T cell receptors are divided into two groups, αβ and γδ TR, which express distinct TR containing either α and β, or γ and δ chains, respectively. TR comprise a variable and a constant domain. The variable domain is the result of one rearrangement between variable (V) and joining (J) genes for α and γ chains, and two consecutive rearrangements between diversity (D) and J genes then between V and partially rearranged D-J genes for β and δ chains. After transcription, the V–(D)–J sequence is spliced to the constant (C) gene to give the final transcript (3).
The human TRβ locus (TRB) consists of a cluster of TRBV genes located upstream (in 5′) of two D-J-C clusters, each composed of one TRBD, six to eight TRBJ and one TRBC, followed by a single TRBV in inverted transcriptional orientation which rearranges by a mechanism of inversion (3). A gene family, the protease serine (PRSS) trypsinogen genes (TRY), is situated among the TRBV genes. The IMGT 5′ borne of the TRB locus is the monooxygenase dopamine-beta-hydroxylase-like 2 (MOXD2) gene and the IMGT 3′ borne of the locus is the ephrin type-b receptor 6 (EPHB6) gene. These two genes were defined as IMGT borne of the TRB locus because they correspond to genes (other than IG or TR) located, respectively, in the 5′ and 3′ end of the locus and they are conserved among species (http://imgt.org/IMGTindex/IMGTborne.php).
Animal species, mice as well as large animals, are essential model for the biological research and studies on farm animals for example, greatly contribute to fundamental and applied immunology (4). Furthermore, several veterinary species are useful for biotechnological applications that can also be applied to human medicine. This justifies the interest of scientists in the genomic organization of locus of genes involved in the immune response, notably the TRB locus for veterinary species. In this study, we compare the TRB locus of seven veterinary species namely cat (Felis catus), dog (Canis lupus familiaris), ferret (Mustela putorius furo), pig (Sus scrofa), rabbit (Oryctolagus cuniculus), rhesus monkey (Macaca mulatta), and sheep (Ovis aries) against the human (Homo sapiens) locus.
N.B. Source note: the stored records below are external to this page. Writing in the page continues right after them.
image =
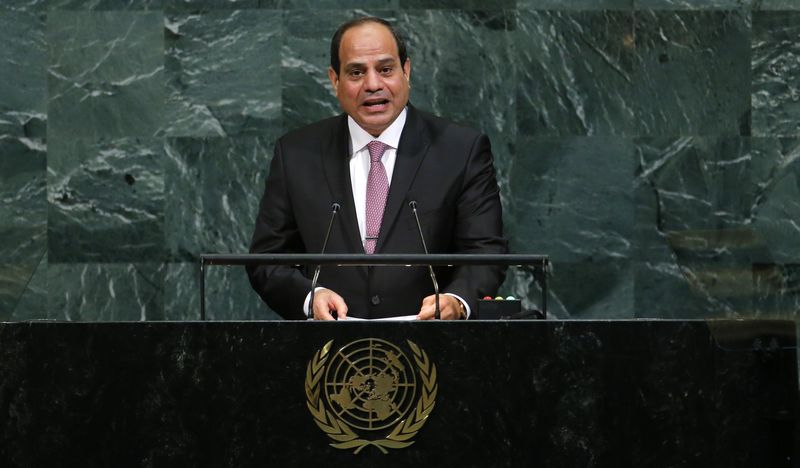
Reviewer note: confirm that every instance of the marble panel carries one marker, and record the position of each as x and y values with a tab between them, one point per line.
86	5
306	91
23	198
575	73
692	73
776	213
583	5
23	79
337	5
457	4
572	198
99	292
777	291
105	74
596	288
223	72
776	73
776	4
697	200
215	185
671	289
461	70
228	294
692	4
23	291
106	201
The rhesus monkey, widely used as a model to study infection and immunity (5, 6) due to its genetic relationship with humans, is used for the development and testing of vaccines as is the rabbit (7), although evolutionarily closer to mouse than to human. The cat is for example a model for the study of the immunodeficiency virus due to the similarities between the feline immunodeficiency virus and the human one (8, 9), and the dog is a reliable model for the immune response during the development (10, 11). The ferret is an animal model of predilection for the pathogenesis of different respiratory viruses (12) as it has a lung physiology similar to that of human (13). Sheep is also a valuable model to study respiratory disorders as allergic asthma during pregnancy in relation with lung and immune development (14). Finally, T and B Cell immune responses to Influenza viruses were studied in pig (15), which represents also one of the large animal model for human cancer vaccine development (16).
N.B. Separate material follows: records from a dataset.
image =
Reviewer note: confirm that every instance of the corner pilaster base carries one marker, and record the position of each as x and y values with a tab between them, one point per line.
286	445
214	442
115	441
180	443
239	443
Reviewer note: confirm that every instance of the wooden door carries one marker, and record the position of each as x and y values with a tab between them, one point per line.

The aim of this study is to present the methodology and results of a comparative study of the TRB locus among these seven veterinary species using human as reference.
2. Materials and Methods
2.1. Annotation of the TRB Locus
Each locus sequence was localized on the corresponding chromosome, when available, or on the scaffolds and subsequently extracted from NCBI assembly (17) in GenBank format. The locus orientation on a chromosome can be either forward (FWD) or reverse (REV) therefore the REV locus sequences were placed in the 5′ to 3′ locus orientation. Each locus sequence was assigned to an IMGT® accession number (dog: IMGT000005, rhesus monkey: IMGT000012, ferret: IMGT000022 and IMGT000023, rabbit: IMGT000032, cat: IMGT000037, pig: IMGT000039, and sheep: IMGT000042). The ferret has two accession numbers because the locus sequences belong to two different unplaced scaffolds (cf. Figure 1A).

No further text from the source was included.